Surely this time is different?
In US macro news, factory orders fell. That’s not good, especially when they were expected to rise. ISM services essentially met expectations. Initial jobless claims disappointed, rising more than expected. Productivity fell much more than expected—and this is bad because it suggests that labor costs, as a percentage of sales, are rising for corporations, and this will hurt corporate profits. International trade was less bad than predicted but wholesale trade disappointed. Bottom line—the US economy is still stagnating, and certainly not booming the way the risk asset markets, especially the stock markets, are.

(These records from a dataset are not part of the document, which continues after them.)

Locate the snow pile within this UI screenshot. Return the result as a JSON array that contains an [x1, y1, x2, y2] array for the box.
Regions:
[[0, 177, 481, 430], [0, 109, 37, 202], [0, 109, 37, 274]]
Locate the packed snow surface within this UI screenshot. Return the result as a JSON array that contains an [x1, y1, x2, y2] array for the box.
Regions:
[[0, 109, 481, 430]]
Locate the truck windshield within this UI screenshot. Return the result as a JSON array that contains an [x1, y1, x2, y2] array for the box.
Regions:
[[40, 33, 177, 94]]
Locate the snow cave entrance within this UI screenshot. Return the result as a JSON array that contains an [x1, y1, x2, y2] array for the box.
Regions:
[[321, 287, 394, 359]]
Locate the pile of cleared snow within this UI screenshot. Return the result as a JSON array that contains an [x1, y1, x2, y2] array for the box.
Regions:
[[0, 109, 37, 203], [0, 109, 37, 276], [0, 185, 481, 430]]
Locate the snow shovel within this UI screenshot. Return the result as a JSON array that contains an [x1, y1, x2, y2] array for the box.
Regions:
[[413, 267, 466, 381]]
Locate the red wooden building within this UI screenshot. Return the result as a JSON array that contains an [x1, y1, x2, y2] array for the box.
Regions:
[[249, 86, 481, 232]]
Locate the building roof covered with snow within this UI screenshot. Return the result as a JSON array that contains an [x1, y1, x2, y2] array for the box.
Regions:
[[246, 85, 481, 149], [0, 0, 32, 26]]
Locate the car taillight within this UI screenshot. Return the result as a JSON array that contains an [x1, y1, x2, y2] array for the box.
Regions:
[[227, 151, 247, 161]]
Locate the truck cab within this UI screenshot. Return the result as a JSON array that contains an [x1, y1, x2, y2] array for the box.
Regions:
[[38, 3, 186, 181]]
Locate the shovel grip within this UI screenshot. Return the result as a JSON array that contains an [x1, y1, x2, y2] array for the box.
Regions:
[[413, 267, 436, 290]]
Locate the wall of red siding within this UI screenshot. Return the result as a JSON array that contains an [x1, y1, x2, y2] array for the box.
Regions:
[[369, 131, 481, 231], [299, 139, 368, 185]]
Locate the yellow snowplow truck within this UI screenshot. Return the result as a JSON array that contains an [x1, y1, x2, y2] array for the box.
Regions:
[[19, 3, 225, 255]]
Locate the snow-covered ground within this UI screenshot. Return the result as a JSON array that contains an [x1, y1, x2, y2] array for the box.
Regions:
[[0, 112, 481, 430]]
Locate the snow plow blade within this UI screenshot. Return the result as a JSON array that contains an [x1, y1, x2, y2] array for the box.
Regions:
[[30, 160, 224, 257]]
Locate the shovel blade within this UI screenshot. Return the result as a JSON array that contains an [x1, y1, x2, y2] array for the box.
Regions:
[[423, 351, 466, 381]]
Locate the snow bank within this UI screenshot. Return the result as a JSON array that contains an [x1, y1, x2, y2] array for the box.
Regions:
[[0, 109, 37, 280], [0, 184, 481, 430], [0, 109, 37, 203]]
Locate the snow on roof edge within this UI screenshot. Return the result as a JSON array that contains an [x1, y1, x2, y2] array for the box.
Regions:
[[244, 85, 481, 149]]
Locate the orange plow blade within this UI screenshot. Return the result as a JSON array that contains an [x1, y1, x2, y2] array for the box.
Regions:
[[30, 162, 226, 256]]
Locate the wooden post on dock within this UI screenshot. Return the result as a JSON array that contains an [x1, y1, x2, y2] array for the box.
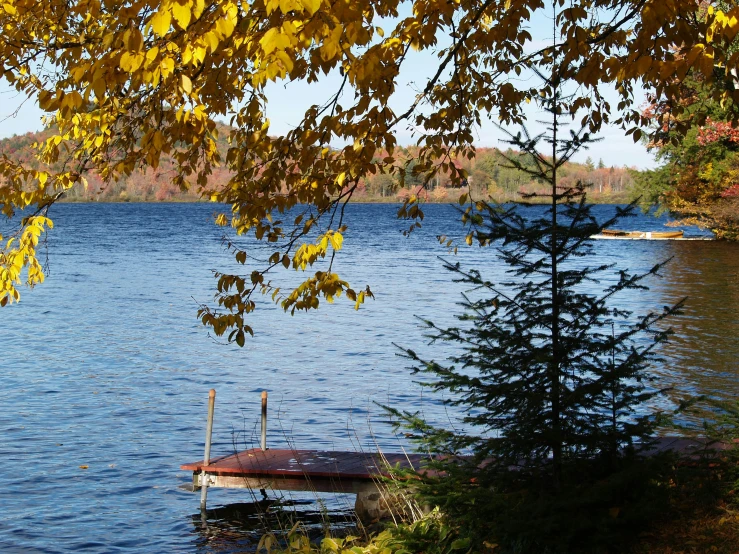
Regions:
[[200, 389, 216, 514], [261, 390, 267, 452]]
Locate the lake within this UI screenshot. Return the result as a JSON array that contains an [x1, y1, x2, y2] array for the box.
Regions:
[[0, 204, 739, 553]]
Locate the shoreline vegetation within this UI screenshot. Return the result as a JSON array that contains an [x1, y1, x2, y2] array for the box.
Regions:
[[0, 125, 637, 204], [59, 189, 632, 206]]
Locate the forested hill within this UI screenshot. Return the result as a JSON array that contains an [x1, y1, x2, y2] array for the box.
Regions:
[[0, 126, 633, 202]]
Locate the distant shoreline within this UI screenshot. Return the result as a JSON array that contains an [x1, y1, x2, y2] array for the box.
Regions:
[[58, 191, 631, 206]]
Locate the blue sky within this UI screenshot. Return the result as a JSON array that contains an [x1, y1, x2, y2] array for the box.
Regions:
[[0, 5, 656, 169]]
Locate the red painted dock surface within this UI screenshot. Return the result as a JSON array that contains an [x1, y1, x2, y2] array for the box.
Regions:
[[181, 448, 424, 481]]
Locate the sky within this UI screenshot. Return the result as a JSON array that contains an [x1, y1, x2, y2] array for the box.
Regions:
[[0, 4, 656, 169]]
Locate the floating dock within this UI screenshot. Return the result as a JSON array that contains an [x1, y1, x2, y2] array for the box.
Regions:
[[180, 390, 426, 523], [180, 390, 729, 523], [590, 232, 716, 240]]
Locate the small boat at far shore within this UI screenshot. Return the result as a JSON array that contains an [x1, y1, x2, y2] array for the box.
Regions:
[[596, 229, 684, 239]]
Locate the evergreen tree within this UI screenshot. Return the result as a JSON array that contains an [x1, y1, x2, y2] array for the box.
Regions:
[[391, 64, 679, 552]]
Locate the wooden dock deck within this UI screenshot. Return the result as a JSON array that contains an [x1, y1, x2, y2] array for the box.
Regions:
[[180, 448, 423, 493], [180, 448, 424, 523]]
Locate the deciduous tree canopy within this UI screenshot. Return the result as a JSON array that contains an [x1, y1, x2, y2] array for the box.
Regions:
[[0, 0, 739, 336]]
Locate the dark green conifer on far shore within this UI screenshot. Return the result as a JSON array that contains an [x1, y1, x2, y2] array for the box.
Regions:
[[390, 61, 680, 553]]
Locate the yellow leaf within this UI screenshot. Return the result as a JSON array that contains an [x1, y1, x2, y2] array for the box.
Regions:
[[182, 75, 192, 94], [301, 0, 320, 14], [259, 27, 290, 54], [172, 1, 192, 29], [149, 10, 172, 37], [331, 233, 344, 250], [119, 52, 144, 73], [92, 77, 107, 101]]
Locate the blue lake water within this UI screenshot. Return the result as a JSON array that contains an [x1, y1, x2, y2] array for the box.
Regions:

Technically, the S&P500 is even more overbought than it was in the last two weeks. The VIX index is diverging (rising) which is a caution sign and internals (breadth indices such as the McClellan Oscillator) are also diverging to the bearish direction. Yet prices are still rising.
What about a broader assessment of the markets’ temperature? What are some of the long-term gauges reading and implying about the current state of the risk asset markets? Note that this is in no way an attempt to predict the future direction of market prices which is very hard to do consistently; it is, instead, an attempt to assess the current—actual—condition of the markets which is not very difficult to do.
Starting with corporate profits, they are still near record highs. Interest rates, while rising lately, are still near record lows. Bond yields, both investment grade and high yield, are hugging historically low levels. Real ten-year Treasury rates are actually slightly negative. S&P optimism is near record highs. Asset owners are buying (as opposed to holding, much less selling). Capital is plentiful (the opposite of scarce). Asset prices are high, relative to recent and not so recent history, and the market psychology is certainly optimistic, as measured by multiple bullish percentage indicators.
Where does this leave the markets, today?
There is very little doubt that markets today are priced at levels implying that prospective risk is HIGH and that prospective returns are LOW.
Could prices rise further? Of course, but over the next five to ten years, any investor fully invested in risk asset markets must be prepared for historically lower returns.
Sadly, most—including experienced professionals—are not.